Çuval içinde yukarı çekilen cesedin ilk incelemesinde elbiselerin bozulmamış olduğu görüldü. Cesedin üstünde
siyah bir pantolon, siyah çorap, kadın terliği ve üstünde koyu sarı renkli bir kazağın olduğu ve ayrıca kafatasının olmadığı görüldü.
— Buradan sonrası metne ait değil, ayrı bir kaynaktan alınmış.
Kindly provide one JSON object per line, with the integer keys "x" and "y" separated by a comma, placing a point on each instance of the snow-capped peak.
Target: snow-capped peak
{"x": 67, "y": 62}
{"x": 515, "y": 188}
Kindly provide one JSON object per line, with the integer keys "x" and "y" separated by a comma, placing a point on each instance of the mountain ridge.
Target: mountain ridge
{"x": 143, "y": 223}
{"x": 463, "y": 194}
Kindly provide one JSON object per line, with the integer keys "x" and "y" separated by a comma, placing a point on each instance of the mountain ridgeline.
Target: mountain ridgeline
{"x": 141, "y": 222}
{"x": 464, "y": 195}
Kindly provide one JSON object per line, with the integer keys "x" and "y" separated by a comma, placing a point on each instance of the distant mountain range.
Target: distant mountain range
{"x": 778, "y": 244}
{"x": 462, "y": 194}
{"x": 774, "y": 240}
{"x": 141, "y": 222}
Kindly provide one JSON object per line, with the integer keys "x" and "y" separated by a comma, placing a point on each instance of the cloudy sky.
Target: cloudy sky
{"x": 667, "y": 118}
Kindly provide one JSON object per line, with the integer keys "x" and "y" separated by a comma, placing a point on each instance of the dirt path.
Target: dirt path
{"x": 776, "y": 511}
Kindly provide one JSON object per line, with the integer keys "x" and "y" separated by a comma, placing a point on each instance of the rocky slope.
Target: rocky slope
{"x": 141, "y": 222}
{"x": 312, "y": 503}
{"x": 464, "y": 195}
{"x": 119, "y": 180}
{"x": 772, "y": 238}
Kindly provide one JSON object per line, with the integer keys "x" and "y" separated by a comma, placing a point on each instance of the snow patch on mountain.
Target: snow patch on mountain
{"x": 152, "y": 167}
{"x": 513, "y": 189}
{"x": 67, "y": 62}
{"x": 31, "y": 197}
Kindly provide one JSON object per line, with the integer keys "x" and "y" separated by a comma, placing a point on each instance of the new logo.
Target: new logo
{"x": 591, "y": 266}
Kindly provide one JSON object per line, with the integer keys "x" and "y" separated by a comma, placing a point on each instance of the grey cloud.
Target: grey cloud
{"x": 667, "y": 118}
Kuyuya ikinci sefer inen işçi, kuyu tabanında iki kafatası,
terlik ve bozulmamış elbiseler çıkarttı. Aynı gün saat 16’ ya kadar devam eden çalışmalarda iki kafatası ve kemik parçalarının yanı sıra elbise, terlik ve köpeğe ait olduğu tahmin edilen kemik parçaları çıkartılırken kazılan yerde yeni bir cesede ait olabileceği izlenimi verecek kemik parçasının bulunmaması neden ile çalışmaya son verilerek kuyu kapatıldı.
İHD Mardin Şube Başkanı Erdal Kuzu, “Elde edilen
deliller
savcılık tarafından
hazırlık soruşturmasına delil olarak konulmuştur” diyerek, “Kızıltepe Cumhuriyet Başavcılığı tarafından hazırlık soruşturması devam etmektedir” dedi.
14 kayıp yakını başvurdu
Tunç, gerçekleştirilen işlemler ve elde edilen sonuçların
faili meçhul cinayetlerin aydınlatılması için bir umut niteliğinde olduğunu, nitekim 14 ailenin de kendilerine başvurarak cesetlerin kendilerine ait olabileceğini söyledi. Cesetlerin adli veya politik nedenlerle kuyuya atılıp atılmadığının henüz belirsiz olduğunu, ancak köyün boşaltıldığı tarihlerin bölgede yoğun faili meçhul cinayetlerin yaşandığı döneme denk geldiğini anlattı. Kuzu, çıkarılan kemiklerin ve kafatasının İstanbul
Adli Tıp Enstitüsü’ne gönderildiğini ve DNA ve resimleme çalışmasıyla cesetlerin kime ait olduğunun bulunacağını ifade etti.